Hold a little, gentlemen, hold a little; (as one of your fellow citizens says in "The Duke of Guise,") 195 is it so unlawful for me to argue for the succession in the right line upon the stage; and is it so very lawful for Mr Hunt, and the scribblers of your party, to oppose it in their libels off the stage? Is it so sacred, that a parliament only is suffered to debate it, and dare you run it down both in your discourses, and pamphlets out of parliament? In conscience, what can you urge against me, which I cannot return an hundred times heavier on you? And by the way, you tell me, that to affirm the contrary to this, is a præmunire against the statute of the 13th of Elizabeth. If such præmunire be, pray, answer me, who has most incurred it? In the mean time, do me the favour to look into the statute-book, and see if you can find the statute; you know yourselves, or you have been told it, that this statute is virtually repealed, by that of the 1st of king James, acknowledging his immediate lawful and undoubted right to this imperial crown, as the next lineal heir; those last words are an implicit anti-declaration to the statute in queen Elizabeth, which, for that reason, is now omitted in our books. The lawful authority of an House of Commons I acknowledge; but without fear and trembling, as my Reflectors would have it. For why should I fear my representatives? they are summoned to consult about the public good, and not to frighten those who chose them. It is for you to tremble, who libel the supreme authority of the nation. But we knavish coxcombs and villains are to know, say my authors, that "a vote is the opinion of that House." Lord help our understandings, that know not this without their telling! What Englishman, do you think, does not honour his representatives, and wish a parliament void of heat and animosities, to secure the quiet of the nation? You cite his majesty's declaration against those that dare trifle with parliaments; 196 a declaration, by the way, which you endeavoured not to have read publicly in churches, with a threatening to those that did it. "But we still declare (says his majesty) that no irregularities of parliament shall make us out of love with them." Are not you unfortunate quoters? why now should you rub up the remembrance of those irregularities mentioned in that declaration, which caused, as the king informs us, its dissolution?
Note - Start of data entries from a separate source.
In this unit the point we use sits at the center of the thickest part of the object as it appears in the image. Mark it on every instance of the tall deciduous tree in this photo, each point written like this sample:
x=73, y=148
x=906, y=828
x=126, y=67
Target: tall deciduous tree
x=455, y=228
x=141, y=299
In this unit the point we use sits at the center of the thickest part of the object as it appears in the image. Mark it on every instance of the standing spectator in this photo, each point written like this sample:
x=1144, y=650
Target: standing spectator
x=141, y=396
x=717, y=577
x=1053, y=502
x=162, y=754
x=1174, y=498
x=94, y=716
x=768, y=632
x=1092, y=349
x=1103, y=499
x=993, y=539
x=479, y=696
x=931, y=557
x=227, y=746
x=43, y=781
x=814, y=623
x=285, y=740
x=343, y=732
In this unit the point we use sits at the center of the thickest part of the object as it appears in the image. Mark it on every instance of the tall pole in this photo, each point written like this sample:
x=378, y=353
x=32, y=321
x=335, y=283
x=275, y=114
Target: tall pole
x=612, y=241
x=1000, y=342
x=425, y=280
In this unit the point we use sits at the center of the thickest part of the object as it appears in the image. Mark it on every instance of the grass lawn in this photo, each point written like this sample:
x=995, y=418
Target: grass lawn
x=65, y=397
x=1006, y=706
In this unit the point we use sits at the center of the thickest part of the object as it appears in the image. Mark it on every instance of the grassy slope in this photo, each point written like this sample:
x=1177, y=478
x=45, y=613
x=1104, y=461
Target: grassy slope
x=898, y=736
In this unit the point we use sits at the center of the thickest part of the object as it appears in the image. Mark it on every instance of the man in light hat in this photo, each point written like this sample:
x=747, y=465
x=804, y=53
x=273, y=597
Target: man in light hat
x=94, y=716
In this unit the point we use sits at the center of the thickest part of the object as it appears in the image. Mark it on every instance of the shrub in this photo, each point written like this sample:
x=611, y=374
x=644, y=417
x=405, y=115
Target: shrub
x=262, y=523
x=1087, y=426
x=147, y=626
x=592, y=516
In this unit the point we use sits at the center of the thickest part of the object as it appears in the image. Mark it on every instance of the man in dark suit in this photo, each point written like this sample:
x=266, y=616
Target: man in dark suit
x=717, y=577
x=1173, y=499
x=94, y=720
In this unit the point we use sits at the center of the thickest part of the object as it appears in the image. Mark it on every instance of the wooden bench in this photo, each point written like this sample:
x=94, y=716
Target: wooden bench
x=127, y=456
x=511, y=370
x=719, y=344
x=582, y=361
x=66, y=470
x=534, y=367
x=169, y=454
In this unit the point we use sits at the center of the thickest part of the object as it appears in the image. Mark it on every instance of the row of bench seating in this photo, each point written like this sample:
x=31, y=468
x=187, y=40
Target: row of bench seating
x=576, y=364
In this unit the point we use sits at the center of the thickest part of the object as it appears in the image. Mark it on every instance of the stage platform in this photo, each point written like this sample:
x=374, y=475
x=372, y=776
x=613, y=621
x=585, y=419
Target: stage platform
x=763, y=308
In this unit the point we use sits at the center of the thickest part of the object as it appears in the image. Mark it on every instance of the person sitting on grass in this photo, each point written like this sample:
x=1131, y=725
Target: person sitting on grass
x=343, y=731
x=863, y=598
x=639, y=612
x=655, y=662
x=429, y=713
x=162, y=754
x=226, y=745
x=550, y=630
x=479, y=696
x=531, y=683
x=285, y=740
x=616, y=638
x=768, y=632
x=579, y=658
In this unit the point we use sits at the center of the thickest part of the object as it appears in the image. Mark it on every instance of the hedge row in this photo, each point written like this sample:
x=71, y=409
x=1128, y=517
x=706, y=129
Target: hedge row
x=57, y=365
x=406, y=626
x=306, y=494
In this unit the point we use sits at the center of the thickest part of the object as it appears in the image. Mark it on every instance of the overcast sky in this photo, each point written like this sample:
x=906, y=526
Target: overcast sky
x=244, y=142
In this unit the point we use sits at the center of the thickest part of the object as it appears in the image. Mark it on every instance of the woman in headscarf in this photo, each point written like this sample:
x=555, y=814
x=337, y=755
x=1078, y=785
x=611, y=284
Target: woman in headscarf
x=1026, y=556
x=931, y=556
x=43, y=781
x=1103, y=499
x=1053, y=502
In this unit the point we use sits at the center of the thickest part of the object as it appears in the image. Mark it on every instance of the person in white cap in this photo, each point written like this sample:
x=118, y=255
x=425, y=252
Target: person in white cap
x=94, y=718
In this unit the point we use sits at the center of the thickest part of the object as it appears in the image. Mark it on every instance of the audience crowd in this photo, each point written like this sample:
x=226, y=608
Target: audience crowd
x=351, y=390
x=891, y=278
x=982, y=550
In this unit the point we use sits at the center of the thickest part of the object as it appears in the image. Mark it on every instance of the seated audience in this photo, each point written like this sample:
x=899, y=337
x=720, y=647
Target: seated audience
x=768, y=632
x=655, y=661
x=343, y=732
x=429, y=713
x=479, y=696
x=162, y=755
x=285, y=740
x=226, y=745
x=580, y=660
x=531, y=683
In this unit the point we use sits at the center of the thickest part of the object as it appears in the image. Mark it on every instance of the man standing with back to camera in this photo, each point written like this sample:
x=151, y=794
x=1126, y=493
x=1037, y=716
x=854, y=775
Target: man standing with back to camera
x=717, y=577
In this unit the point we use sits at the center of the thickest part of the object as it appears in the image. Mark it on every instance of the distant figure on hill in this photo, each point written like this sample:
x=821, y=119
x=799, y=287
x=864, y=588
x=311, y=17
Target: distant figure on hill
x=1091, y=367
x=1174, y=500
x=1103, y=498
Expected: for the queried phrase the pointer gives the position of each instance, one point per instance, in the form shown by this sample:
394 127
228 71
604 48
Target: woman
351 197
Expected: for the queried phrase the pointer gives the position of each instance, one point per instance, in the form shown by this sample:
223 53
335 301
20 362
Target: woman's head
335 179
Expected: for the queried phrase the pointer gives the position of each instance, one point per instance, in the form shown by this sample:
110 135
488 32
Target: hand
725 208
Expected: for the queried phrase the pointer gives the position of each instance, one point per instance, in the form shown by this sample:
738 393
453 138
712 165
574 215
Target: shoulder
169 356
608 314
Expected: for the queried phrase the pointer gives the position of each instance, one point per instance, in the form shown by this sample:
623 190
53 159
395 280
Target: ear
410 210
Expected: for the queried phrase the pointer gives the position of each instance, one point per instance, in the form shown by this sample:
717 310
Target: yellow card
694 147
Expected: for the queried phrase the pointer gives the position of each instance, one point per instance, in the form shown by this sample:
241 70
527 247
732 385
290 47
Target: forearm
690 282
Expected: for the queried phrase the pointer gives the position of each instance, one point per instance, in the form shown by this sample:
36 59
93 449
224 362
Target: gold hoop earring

The next paragraph is already answered; it is only a clumsy commendation of the Duke of Monmouth, copied after Mr Hunt, and a proof that he is unlike the Duke of Guise.

After having done my drudgery for me, and having most officiously proved, that the English duke is no parallel for the French, which I am sure he is not, they are next to do their own business, which is, that I meant a parallel betwixt Henry III. and our most gracious sovereign. But, as fallacies are always couched in general propositions, they plead the whole course of the drama, which, they say, seems to insinuate my intentions. One may see to what a miserable shift they are driven, when, for want of any one instance, to which I challenge them, they have only to allege, that the play SEEMS to insinuate it. I answer, it does not seem; which is a bare negative to a bare affirmative; and then we are just where we were before. Fat Falstaff was never set harder by the Prince for a reason, when he answered, "that, if reasons grew as thick as blackberries, he would not give one." Well, after long pumping, lest the lie should appear quite barefaced, they have found I said, that, at king Henry's birth, there shone a regal star; so there did at king Charles the Second's; therefore I have made a parallel betwixt Henry III. and Charles II. A 197 very concluding syllogism, if I should answer it no farther.